Ulta has a healthy equity base, a long record of profits, and most assets are real and tangible. Lease obligations are normal for a retailer, and deferred revenue shows customers are paying upfront.

What are the financial risks or weaknesses?

Cash is low and dropped this quarter, while inventory and debt both rose. Liquidity is getting tighter, and more cash is tied up in stock that may not sell quickly.

Cash Flow Statement

Period Net Income Cash From Operations Cash From Investing Cash From Financing Net Change Free Cash Flow
Q3-2025 $230.88M $4.88M $-95.59M $52.89M $-37.82M $-82.4M
Q2-2025 $260.88M $96.52M $-473.53M $165.13M $-211.88M $19.57M
Q1-2025 $305.05M $220.02M $-86.38M $-382.22M $-248.57M $140.99M
Q4-2024 $393.27M $1.04B $-76.44M $-434.7M $525.42M $962.64M
Q3-2024 $242.18M $-56.84M $-115.25M $-64.09M $-236.18M $-171.07M

What's strong about this company's cash flow?

The company is still profitable on paper, with $230.9 million in net income.
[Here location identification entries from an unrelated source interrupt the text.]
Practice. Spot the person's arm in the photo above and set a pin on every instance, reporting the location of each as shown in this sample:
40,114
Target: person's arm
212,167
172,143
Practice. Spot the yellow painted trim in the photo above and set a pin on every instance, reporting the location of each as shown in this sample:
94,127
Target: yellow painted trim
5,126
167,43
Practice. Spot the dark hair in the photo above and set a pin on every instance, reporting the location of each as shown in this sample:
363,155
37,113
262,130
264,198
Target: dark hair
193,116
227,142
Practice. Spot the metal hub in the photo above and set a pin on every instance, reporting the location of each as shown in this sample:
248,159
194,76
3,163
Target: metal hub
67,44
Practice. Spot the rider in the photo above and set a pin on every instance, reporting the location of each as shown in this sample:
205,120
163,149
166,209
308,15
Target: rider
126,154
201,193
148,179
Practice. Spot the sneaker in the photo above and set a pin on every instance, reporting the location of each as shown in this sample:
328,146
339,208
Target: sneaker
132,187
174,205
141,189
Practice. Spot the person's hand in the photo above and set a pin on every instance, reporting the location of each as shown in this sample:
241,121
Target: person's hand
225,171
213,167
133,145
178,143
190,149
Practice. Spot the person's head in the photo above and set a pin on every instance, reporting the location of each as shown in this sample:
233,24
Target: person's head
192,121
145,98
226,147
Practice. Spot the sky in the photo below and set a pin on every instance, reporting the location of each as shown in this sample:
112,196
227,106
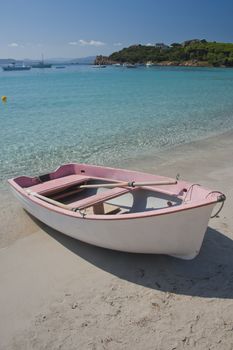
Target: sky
79,28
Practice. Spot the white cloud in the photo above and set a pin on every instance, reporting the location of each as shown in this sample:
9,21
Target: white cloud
73,43
91,43
13,45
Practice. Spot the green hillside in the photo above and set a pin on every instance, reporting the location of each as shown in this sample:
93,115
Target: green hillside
199,52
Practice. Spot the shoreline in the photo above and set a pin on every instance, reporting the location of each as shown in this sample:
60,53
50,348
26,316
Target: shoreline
55,288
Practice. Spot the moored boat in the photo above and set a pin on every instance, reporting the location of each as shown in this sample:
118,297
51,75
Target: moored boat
120,209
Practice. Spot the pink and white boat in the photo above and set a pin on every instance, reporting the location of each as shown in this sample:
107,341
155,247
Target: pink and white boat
120,209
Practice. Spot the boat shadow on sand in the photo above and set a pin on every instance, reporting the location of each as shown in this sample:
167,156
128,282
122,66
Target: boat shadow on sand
209,275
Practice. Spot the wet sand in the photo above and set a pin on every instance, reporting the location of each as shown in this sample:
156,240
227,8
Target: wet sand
59,293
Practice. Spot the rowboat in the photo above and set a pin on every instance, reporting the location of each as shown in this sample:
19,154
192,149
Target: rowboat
120,209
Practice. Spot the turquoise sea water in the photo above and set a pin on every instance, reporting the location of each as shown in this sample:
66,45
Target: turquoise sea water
102,116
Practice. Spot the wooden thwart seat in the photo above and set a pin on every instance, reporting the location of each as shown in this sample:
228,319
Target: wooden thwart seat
99,198
58,184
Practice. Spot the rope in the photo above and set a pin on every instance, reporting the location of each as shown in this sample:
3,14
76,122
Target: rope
221,198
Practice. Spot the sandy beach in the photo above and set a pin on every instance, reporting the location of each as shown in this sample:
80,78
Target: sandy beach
60,293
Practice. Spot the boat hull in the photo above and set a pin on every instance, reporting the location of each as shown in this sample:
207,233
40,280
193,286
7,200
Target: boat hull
178,234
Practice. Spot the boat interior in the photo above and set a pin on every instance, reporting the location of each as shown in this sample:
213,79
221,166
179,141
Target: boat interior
103,200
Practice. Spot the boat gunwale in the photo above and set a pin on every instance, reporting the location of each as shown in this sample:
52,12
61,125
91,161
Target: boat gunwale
126,216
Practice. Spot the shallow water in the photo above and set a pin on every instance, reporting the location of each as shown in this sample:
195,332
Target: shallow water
104,116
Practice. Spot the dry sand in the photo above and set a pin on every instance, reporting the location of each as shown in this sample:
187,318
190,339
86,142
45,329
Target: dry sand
59,293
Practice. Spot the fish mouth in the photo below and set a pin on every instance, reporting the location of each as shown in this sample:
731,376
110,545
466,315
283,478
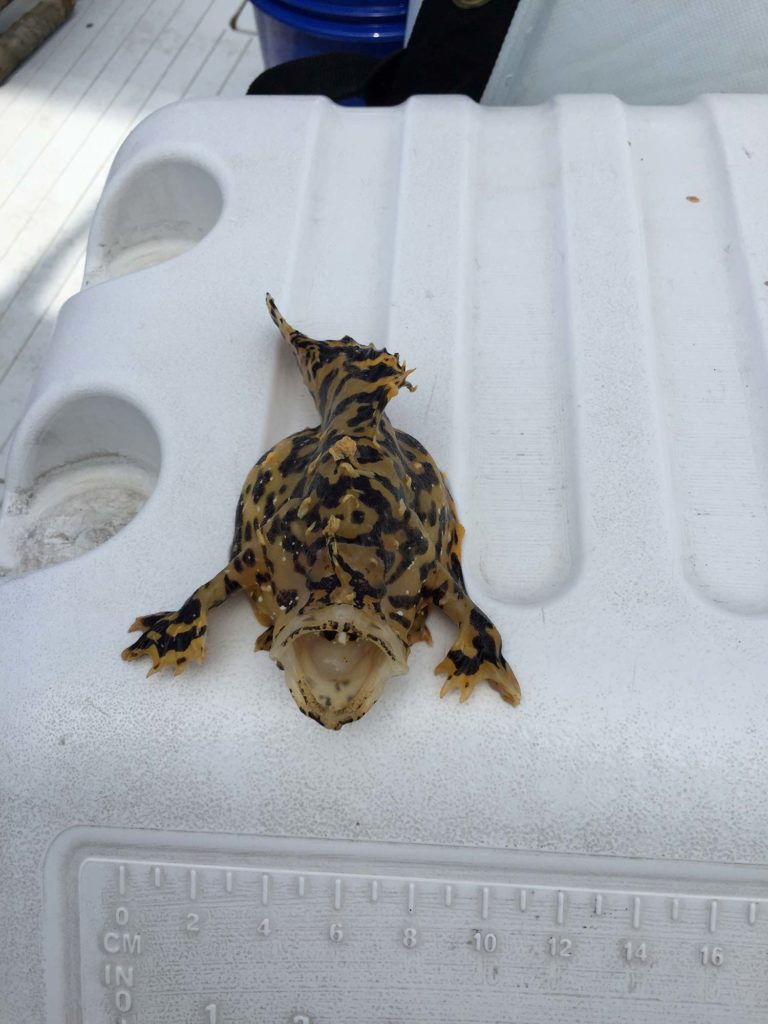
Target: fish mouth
337,659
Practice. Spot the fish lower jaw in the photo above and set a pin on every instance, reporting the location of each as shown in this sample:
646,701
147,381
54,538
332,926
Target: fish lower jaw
337,659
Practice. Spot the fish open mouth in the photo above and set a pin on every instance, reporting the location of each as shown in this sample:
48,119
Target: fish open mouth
337,659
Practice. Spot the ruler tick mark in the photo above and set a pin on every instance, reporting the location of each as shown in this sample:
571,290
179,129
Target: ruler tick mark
713,914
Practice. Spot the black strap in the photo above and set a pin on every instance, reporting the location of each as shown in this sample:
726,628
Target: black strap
452,50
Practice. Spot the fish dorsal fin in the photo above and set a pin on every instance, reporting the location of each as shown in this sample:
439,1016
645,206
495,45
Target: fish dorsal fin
342,373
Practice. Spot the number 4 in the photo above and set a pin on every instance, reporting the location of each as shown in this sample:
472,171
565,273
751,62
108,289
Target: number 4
632,951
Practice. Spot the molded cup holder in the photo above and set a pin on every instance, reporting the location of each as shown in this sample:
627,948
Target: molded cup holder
151,214
87,472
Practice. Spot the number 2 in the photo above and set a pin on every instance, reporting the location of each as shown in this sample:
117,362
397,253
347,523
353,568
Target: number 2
559,947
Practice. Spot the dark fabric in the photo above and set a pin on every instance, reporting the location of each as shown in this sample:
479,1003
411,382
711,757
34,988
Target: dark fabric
451,50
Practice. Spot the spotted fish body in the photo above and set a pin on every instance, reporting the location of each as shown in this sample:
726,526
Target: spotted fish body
345,537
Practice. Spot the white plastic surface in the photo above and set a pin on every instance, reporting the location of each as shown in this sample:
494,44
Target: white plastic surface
174,928
582,287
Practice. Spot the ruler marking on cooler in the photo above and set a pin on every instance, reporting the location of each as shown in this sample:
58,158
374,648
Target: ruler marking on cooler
123,898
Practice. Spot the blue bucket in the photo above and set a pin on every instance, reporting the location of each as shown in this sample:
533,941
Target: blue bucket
308,28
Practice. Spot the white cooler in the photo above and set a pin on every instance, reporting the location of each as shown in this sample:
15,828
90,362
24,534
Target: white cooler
583,288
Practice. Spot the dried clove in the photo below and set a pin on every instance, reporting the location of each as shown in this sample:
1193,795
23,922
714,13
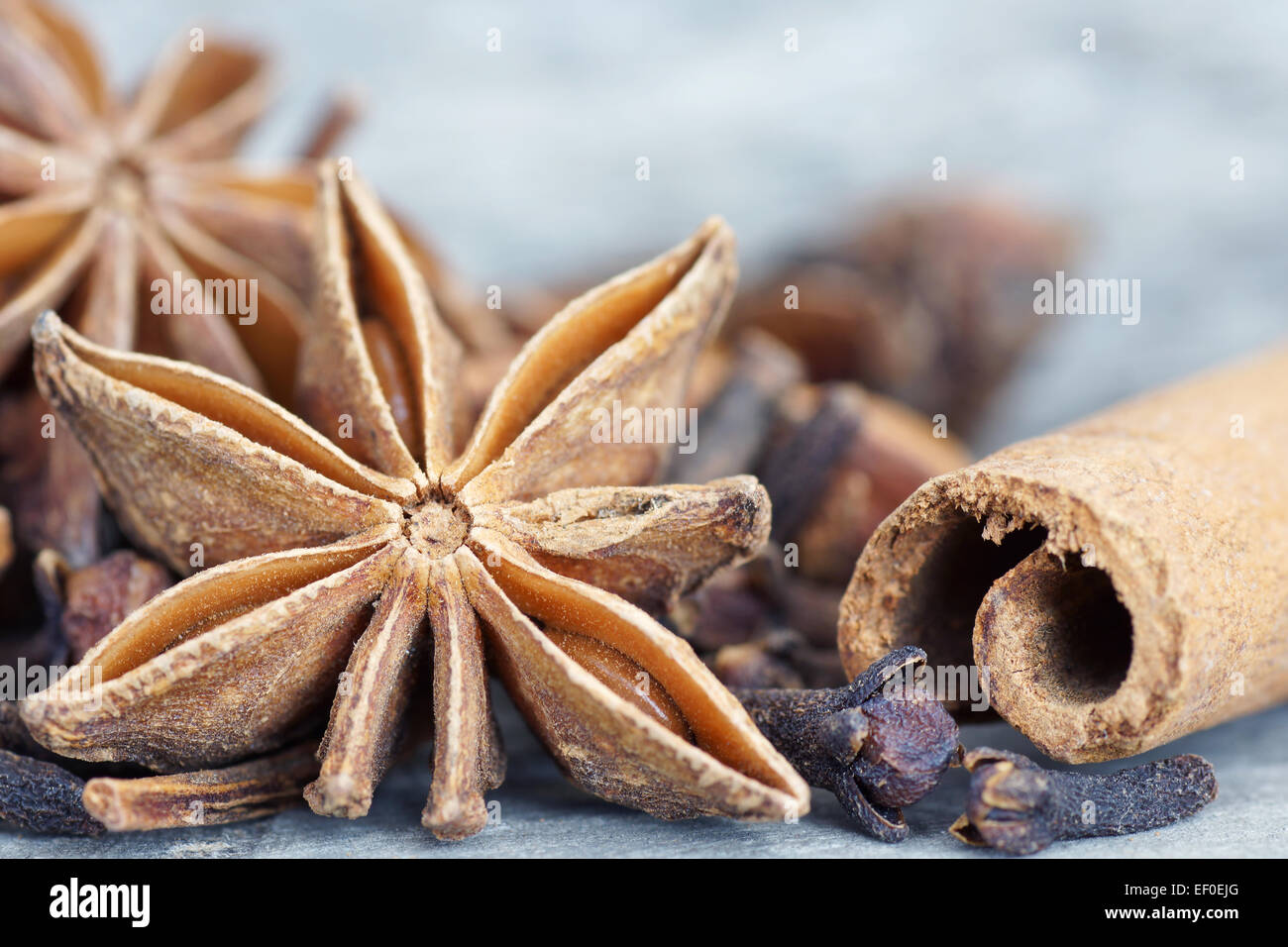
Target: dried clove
204,797
879,742
43,797
1019,808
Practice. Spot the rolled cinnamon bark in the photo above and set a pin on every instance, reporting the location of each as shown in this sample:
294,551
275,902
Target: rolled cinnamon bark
1122,581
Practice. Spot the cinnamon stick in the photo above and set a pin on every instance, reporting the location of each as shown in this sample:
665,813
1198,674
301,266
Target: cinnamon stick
1124,581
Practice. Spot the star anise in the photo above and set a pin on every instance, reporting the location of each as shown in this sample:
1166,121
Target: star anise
346,565
98,198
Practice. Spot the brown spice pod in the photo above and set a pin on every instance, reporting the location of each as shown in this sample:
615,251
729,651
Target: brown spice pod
1129,583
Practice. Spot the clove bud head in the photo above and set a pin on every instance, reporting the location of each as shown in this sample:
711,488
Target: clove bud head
1017,806
877,744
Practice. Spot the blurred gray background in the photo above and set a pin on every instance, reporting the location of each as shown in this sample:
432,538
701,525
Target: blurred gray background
520,165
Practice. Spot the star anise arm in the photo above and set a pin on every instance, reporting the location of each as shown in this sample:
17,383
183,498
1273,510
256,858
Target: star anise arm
468,758
629,343
266,217
373,694
223,665
205,796
197,105
649,545
269,335
62,234
377,352
51,75
619,718
202,338
185,457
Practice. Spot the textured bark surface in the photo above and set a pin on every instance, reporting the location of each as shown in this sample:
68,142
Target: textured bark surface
1124,579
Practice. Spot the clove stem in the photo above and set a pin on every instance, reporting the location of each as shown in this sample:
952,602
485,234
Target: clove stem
877,744
1019,808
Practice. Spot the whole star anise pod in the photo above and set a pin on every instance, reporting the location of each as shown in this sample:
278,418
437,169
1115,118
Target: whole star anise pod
99,198
343,566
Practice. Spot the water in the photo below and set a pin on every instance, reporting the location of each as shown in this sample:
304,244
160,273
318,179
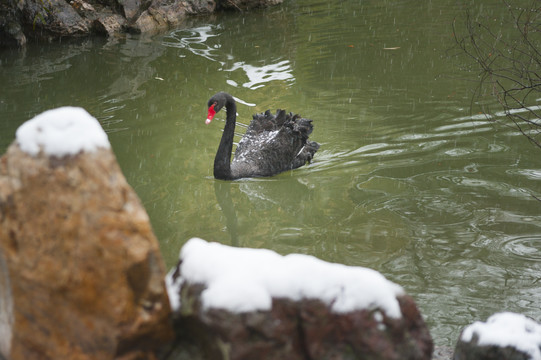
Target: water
407,181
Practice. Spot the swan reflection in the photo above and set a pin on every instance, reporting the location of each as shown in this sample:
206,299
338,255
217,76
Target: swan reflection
204,41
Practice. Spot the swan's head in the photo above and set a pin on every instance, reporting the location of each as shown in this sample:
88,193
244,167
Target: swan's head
215,104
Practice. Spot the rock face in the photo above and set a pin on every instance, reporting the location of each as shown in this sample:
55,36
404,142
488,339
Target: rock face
81,274
305,327
504,336
52,19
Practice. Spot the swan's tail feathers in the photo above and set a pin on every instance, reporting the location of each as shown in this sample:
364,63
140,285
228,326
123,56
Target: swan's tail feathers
305,155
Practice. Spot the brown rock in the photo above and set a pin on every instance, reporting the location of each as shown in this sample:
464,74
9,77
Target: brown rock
81,274
308,328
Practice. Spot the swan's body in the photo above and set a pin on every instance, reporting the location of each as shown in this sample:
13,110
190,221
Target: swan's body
272,143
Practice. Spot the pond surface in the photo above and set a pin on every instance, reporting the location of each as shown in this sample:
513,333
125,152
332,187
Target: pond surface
407,181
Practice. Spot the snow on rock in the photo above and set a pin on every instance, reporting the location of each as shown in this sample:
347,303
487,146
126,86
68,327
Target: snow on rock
61,132
507,329
243,280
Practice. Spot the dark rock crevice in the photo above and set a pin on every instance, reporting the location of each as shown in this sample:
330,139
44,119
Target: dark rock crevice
47,20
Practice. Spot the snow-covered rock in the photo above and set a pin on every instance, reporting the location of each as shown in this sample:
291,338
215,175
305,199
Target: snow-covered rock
255,303
81,274
504,336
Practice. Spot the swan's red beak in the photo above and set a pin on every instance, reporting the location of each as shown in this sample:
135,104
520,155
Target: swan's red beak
211,114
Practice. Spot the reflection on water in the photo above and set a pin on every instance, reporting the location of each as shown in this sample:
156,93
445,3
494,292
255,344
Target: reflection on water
407,181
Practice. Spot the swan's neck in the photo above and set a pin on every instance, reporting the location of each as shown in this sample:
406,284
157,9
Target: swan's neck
222,161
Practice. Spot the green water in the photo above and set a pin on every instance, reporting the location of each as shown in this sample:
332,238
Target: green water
407,180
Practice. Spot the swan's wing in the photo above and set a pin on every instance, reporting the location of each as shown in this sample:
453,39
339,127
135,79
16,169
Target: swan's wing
274,143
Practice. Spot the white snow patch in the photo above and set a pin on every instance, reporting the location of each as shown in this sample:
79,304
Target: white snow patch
507,329
243,279
60,132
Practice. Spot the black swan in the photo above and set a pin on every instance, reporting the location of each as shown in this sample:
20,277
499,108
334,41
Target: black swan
272,143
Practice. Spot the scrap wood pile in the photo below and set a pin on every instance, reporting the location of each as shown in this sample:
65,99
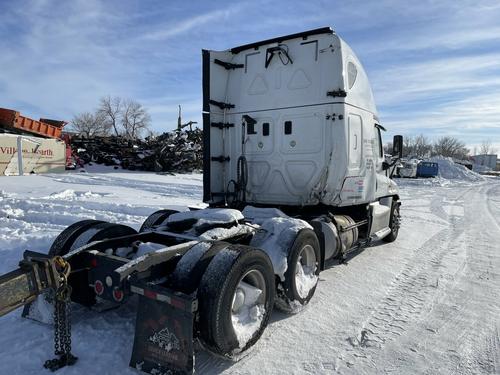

It continues to invest in the business and return cash to shareholders through buybacks.

What are the cash flow concerns?

Cash from operations fell sharply, and free cash flow is negative. The company is relying on debt to fund buybacks and cover cash needs, while inventory is piling up and cash reserves are shrinking.

Revenue by Products

Product Q1-2018Q2-2018Q3-2018Q4-2018
All Other Segments
All Other Segments
$10.00M $10.00M $10.00M $20.00M
E Commerce
E Commerce
$150.00M $130.00M $170.00M $290.00M
Retail Stores
Retail Stores
$1.30Bn $1.27Bn $1.30Bn $1.74Bn
Salon Segment
Salon Segment
$80.00M $70.00M $70.00M $80.00M

Q3 2025 Earnings Call Summary

Read Call Summary

5-Year Trend Analysis

A comprehensive look at Ulta Beauty, Inc.'s financial evolution and strategic trajectory over the past five years.

+ Strengths

Ulta combines a strong brand and leading market position with healthy profitability, solid cash generation, and a conservative balance sheet. Its broad product range, integrated salon services, and highly engaged loyalty program provide multiple touchpoints with customers. Digital capabilities—such as virtual try-on and AI personalization—enhance the customer experience and support higher conversion and retention. The company has also shown a willingness to reinvest in the business while building retained earnings and returning capital through buybacks.

! Risks

Key risks include slowing revenue growth, early signs of margin compression from rising operating expenses and potential promotional pressure, and a decline in free cash flow from peak levels as capital spending climbs. Inventory growth ahead of sales could signal some risk of overstocking if demand softens further. Competitive intensity across all channels remains high, and execution risk is meaningful as Ulta pushes into new categories, technologies, and international markets. A weaker consumer environment could amplify these pressures.

Outlook

Ulta appears to be transitioning from a post-pandemic rebound phase to a more normalized, potentially slower-growth environment. The underlying business remains strong, but future results may be more dependent on share gains, innovation, and operational discipline than on broad category tailwinds. If Ulta can successfully execute its digital, assortment, and international strategies while controlling costs and managing inventory, it has room to sustain attractive returns over time. However, investors should expect a more balanced mix of opportunities and challenges ahead, rather than the uniformly strong growth of the recent past.